Nonhuman Media Theories and Their Human Relevance #Flow14

Photo-Synthesizers

As I wrote here recently, I will be taking part in a roundtable discussion on media theory at this year’s FLOW Conference at the University of Texas (September 11-13, 2014). My panel — which will take place on Friday, September 12 at 1:45-3:00 pm (the full conference schedule is now online here) — consists of Drew Ayers (Northeastern University), Hunter Hargraves (Brown University), Philip Scepanski (Vassar College), Ted Friedman (Georgia State University), and myself.

In preparation for the panel, which is organized as a roundtable discussion rather than a series of paper presentations, each of us is asked to formulate a short position paper outlining our answer to an overarching discussion question. Clearly, the positions put forward in such papers are not intended to be definitive answers but provocations for further discussion. Below, I am posting my position paper, and I would be happy to receive any feedback on it that readers of the blog might care to offer.

Nonhuman Media Theories and their Human Relevance

Response to the FLOW 2014 roundtable discussion question “Theory: How Can Media Studies Make ‘The T Word’ More User-Friendly?”

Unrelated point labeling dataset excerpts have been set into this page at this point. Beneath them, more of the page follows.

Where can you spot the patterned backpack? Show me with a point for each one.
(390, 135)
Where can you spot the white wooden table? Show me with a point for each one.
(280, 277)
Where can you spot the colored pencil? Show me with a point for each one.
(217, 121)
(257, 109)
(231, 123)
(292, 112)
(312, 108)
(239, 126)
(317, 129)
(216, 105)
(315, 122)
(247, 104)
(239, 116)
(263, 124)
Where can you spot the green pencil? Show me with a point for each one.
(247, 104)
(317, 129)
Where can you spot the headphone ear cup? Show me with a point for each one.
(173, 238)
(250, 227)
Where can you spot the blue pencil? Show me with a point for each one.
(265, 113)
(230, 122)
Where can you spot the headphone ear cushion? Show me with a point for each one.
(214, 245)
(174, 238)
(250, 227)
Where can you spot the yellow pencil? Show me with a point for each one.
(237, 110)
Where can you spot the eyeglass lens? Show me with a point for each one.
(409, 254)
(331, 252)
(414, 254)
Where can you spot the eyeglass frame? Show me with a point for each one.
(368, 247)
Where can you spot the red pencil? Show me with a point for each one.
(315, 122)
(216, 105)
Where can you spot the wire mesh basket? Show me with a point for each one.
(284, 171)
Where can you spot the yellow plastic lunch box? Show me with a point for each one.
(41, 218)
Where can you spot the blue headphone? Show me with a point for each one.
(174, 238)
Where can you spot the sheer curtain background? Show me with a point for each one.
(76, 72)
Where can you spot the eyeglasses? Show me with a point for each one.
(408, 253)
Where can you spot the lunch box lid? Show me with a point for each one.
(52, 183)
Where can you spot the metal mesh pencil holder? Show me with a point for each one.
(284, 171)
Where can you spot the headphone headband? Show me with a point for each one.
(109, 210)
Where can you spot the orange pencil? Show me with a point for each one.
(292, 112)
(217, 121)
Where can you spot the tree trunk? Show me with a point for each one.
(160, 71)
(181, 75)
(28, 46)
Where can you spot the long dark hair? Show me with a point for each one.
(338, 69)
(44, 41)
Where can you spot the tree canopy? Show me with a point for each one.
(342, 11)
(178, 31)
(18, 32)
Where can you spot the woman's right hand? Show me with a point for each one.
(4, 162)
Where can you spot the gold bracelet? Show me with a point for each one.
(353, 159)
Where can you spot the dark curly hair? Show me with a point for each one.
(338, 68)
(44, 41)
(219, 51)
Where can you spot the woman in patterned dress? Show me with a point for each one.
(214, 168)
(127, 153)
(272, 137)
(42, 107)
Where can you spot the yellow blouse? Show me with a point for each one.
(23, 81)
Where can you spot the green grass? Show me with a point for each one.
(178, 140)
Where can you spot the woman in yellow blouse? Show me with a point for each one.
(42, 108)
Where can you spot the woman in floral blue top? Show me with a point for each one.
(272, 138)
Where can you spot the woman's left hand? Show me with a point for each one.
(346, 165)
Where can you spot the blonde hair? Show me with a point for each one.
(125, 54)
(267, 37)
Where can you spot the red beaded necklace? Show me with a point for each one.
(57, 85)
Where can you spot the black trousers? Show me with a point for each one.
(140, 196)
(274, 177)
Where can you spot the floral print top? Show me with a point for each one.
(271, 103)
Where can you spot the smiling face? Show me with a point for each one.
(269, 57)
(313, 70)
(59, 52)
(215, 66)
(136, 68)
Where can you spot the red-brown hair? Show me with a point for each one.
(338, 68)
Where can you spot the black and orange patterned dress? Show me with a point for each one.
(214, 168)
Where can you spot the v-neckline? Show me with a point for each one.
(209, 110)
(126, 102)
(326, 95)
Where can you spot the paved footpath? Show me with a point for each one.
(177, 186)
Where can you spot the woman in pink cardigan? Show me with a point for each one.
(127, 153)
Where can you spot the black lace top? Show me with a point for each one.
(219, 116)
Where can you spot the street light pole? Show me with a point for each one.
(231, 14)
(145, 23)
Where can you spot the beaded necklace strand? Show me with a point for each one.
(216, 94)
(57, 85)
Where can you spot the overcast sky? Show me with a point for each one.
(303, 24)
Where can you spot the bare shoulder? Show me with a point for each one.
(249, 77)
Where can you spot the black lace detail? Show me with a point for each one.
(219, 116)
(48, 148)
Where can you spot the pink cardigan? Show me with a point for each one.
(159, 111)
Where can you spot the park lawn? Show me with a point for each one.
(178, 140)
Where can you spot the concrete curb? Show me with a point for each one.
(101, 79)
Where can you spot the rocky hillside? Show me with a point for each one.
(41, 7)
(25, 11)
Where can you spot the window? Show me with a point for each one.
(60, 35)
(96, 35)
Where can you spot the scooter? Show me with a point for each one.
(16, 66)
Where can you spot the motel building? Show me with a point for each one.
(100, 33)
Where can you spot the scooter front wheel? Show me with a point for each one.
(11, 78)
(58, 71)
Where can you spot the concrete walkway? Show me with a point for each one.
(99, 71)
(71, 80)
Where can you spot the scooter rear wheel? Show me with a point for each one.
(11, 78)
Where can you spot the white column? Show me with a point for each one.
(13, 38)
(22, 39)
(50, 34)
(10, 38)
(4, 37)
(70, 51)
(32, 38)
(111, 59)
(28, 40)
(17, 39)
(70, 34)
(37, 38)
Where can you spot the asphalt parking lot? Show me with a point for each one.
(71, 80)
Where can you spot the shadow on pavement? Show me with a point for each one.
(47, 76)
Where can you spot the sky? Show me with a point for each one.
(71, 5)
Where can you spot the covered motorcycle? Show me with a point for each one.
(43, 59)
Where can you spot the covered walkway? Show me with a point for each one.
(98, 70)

Shane Denson (Leibniz Universität Hannover, Germany / Duke University)

1. Theory Between the Human and the Nonhuman

Rejecting the excesses of deconstructive “high theory,” approaches like cultural studies promised to be more down-to-earth and “user-friendly.” While hardly non-theoretical, this was “theory with a human face”; against poststructuralism’s anti-humanistic tendencies, human interaction (direct or mediated) returned to the center of inquiry. Today, however, we are faced with (medial) realities that exceed or bypass human perspectives and interests: from the microtemporal scale of computation to the global scale of climate change, our world challenges us to think beyond the human and embrace the nonhuman as an irreducible element in our experience and agency. Without returning to the old high theory, it therefore behooves us to reconcile the human and the nonhuman. Actor-network theory, affect theory, media archaeology, “German media theory,” and ecological media theory all highlight the role of the nonhuman, while their political (and hence human) relevance asserts itself in the face of very palpable crises – e.g. ecological disaster, which makes our own extinction thinkable (and generates a great variety of media activity), but also the inhuman scale and scope of global surveillance apparatuses.

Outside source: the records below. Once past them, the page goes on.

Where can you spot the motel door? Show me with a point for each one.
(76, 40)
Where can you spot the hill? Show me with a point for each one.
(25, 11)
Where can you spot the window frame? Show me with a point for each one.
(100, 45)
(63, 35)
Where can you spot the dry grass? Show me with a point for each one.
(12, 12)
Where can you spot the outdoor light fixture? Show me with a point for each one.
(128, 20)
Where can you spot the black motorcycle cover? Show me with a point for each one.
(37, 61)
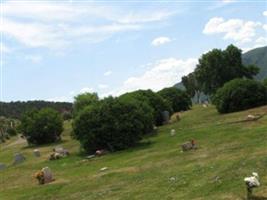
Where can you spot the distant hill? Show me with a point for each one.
(16, 109)
(256, 56)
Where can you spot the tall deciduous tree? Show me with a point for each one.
(83, 100)
(191, 85)
(220, 66)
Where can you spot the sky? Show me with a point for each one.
(55, 50)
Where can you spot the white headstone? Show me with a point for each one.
(48, 177)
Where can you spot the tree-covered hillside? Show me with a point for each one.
(16, 109)
(257, 57)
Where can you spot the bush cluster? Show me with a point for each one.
(112, 124)
(240, 94)
(42, 127)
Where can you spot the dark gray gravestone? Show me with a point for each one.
(2, 166)
(18, 158)
(36, 153)
(166, 116)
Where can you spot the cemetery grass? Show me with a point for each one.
(156, 169)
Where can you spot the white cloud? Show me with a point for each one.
(108, 73)
(57, 25)
(235, 29)
(259, 42)
(163, 73)
(103, 86)
(34, 58)
(86, 89)
(160, 41)
(60, 99)
(4, 48)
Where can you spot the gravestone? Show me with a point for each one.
(18, 158)
(61, 151)
(36, 153)
(187, 146)
(173, 132)
(48, 177)
(2, 166)
(165, 116)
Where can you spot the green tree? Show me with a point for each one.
(240, 94)
(154, 100)
(112, 124)
(178, 99)
(83, 100)
(218, 67)
(42, 127)
(192, 86)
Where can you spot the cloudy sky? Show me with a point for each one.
(54, 50)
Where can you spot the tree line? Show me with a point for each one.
(17, 108)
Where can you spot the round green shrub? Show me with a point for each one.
(112, 124)
(240, 94)
(178, 99)
(154, 100)
(42, 127)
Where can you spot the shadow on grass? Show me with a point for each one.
(258, 198)
(30, 146)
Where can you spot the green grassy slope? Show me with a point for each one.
(227, 153)
(257, 57)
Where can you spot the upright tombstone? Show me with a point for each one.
(18, 158)
(165, 116)
(2, 166)
(36, 153)
(48, 177)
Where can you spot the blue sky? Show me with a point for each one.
(54, 50)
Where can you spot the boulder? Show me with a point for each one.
(47, 173)
(172, 132)
(62, 151)
(2, 166)
(187, 146)
(36, 153)
(18, 158)
(100, 152)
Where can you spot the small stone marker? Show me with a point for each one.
(18, 158)
(103, 169)
(173, 132)
(2, 166)
(251, 117)
(36, 153)
(166, 117)
(90, 156)
(189, 145)
(48, 177)
(62, 151)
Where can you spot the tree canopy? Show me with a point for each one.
(220, 66)
(42, 127)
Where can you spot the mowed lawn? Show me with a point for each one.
(156, 169)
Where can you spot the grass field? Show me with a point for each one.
(156, 169)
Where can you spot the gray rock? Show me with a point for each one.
(36, 153)
(48, 177)
(2, 166)
(18, 158)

2. With Friends Like These…

The roundtable discussion question asks how theory can be made more “user-friendly”; but first we should ask what this term suggests for the study of media. Significantly, the term “user-friendly” itself originates in the context of media – specifically computer systems, interfaces, and software – as late as the 1970s or early 1980s. Its appearance in that context can be seen as a response to the rapidly increasing complexity of a type of media – digital computational media – that function algorithmically rather than indexically, in a register that, unlike cinema and other analogue media, is not tuned to the sense-ratios of human perception but is designed precisely to outstrip human faculties in terms of speed and efficiency. The idea of user-friendliness implies a layer of easy, ergonomic interface that would tame these burgeoning powers and put them in the user’s control, hence empowering rather than overwhelming. As consumers, we expect our media technologies to empower us thus: they should enable rather than obstruct our purposes. But should we expect this as students of media? Should we not instead question the ideology of transparency, and the disciplining of agency it involves? Hackers have long complained about the excesses of “user-obsequious” interfaces, about “menuitis” and the paradoxical disempowerment of users through the narrow bandwidth interfaces of WIMP systems (so-called because of their reliance on “windows, icons, menus/mice, pointers”). Such criticisms challenge us to rethink our role as users – both of media and of media theory – and to adopt a more experimental attitude towards media, which are capable of shaping as much as accommodating human interests.

3. Media as Mediators

The give and take between empowerment and disempowerment highlights the situational, relational, and ultimately transformational power of media. And while cultural studies countenanced such phenomena in terms of hegemony, subversion, and resistance, the very agency of the would-be “user” of media might be open to more radical destabilization – particularly against the background of media’s digital revision, which “discorrelates” media contents (images, sounds, etc.) from human perception and calls into question the validity of a stable human perspective. More generally, it makes sense to think about media in terms of agencies and affordances rather than mere channels between pre-existing subjects and objects – to see media, in Bruno Latour’s terms, not as mere “intermediaries” but as “mediators” that generate specific, historically contingent differences between subject and object, nature and culture, human and nonhuman. Recognizing this non-neutral, lively and unpredictable, dimension of media invites an experimental attitude that not only taps creative uses of contemporary media (as in media art) but also privileges a sort of hacktivist approach to media history as non-linear, non-teleological, and non-deterministic (as in media archaeology) – and that ultimately rethinks what media are.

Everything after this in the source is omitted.